A rare privilege to spend ten days in Croatia, at the closing of the summer season, at the invitation, and enjoying the hospitality of, the Croatian Writers Association, and my friends Tomica Bajsic, Ana Brnadic and Damir Sodan. I managed to spend real time, not whisking through, in both Zagreb and Split, and meet a whole new bunch of poets and artists.

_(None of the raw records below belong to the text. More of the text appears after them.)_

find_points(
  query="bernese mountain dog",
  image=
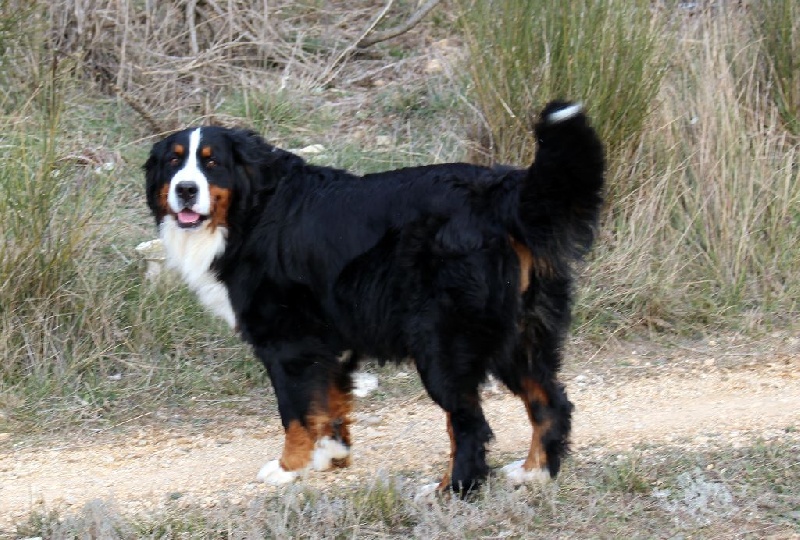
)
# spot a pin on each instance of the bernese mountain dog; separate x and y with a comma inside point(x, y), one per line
point(463, 269)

At the centre of my visit was a reading I gave at the Café u Dvoristu in Zagreb, where Tomica and I chatted, doing a Q & A of sorts, before I read from my new book and some translations were read. Thanks to Damir Sodan, I have dozens of things in Croatian, and it was good to see my poems are depressing and weird for even the most enthusiastic audience across languages.
Tomica and the writers association did a great job of getting actually interested people to the reading, the room was really all poets, students, artists, people who really came to listen and engage. And as often happens, there is the perception when I travel that I am doing so because of a sort of poetic meritocracy, as though I must be known in England by virtue of my leaving it. This is obviously, and enjoyably not the case. So there was no falseness to the modesty of my responses against Tomica extremely generous questions and statements about the Enemies project and Maintenant. Never more than in these energetic, humorous, deeply enjoyable live moments, do I feel happier to feel like a stowaway, or a pretender, or a parasite. All the better, and more so as my work is clearly too dense for people to be supporting me because of that. The other reasons I prefer.

Moreover, the conversations I was able to have in Croatia, to really get to know Tomica, who really is one of the most extraordinary men I’ve ever met, let alone a fine poet (I urge you to look him up, to save me from adding the remarkable biographical details here, his) were inspiring. The spirit of Croatians, perhaps just toward me, but it seemed in general, was generous and open. I took much, learnt much from chatting to dramaturges and sculptors and journalists, some in their teens, some in their fifties.

I then headed south to stay in Split at the generous invitation of Damir and had real writing time in the 30 degree heat and intermittently thunderstorms. It is a beautiful place. Much has come of this trip, not least the excellent possibility of an Enemies project: Croatia in 2015, with readings in both the UK and back in Croatia. Hard not to be excited at more time with such brilliant poets and generous people.